Chicago Mayor Lori Lightfoot said Wednesday in an interview with the Mully & Haugh Show on 670 the Score that the Bears canceled a meeting with her team Tuesday. “Look, we have attempted to understand what their interests are for months and they have not shared them,” Lightfoot said. “... I can’t negotiate a deal by myself.” 

The Bears opened their season at the one-year-old SoFi Stadium in L.A., which will be hosting this year’s Super Bowl, and has a surrounding complex of restaurants, outdoor movie theaters,  apartments and “tree-lined promenades." They’ll also play at Las Vegas’s similarly new Allegiant Stadium, which has a club in the endzone with two DJ booths and bottle service. 

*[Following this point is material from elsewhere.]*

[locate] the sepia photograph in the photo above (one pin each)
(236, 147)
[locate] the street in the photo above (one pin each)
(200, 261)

Those venues are a glimpse into the Bears' future, though it’s likely years away. The team’s lease with the city goes through 2033, and the Chicago Tribune reported that the team would have to pay $84 million in damages to the city if it breaks the lease in five years. 

None of this news is surprising, and that’s why it’s sad. This kind of naked greed has been driving NFL decision-making for decades now, and nothing can stop it.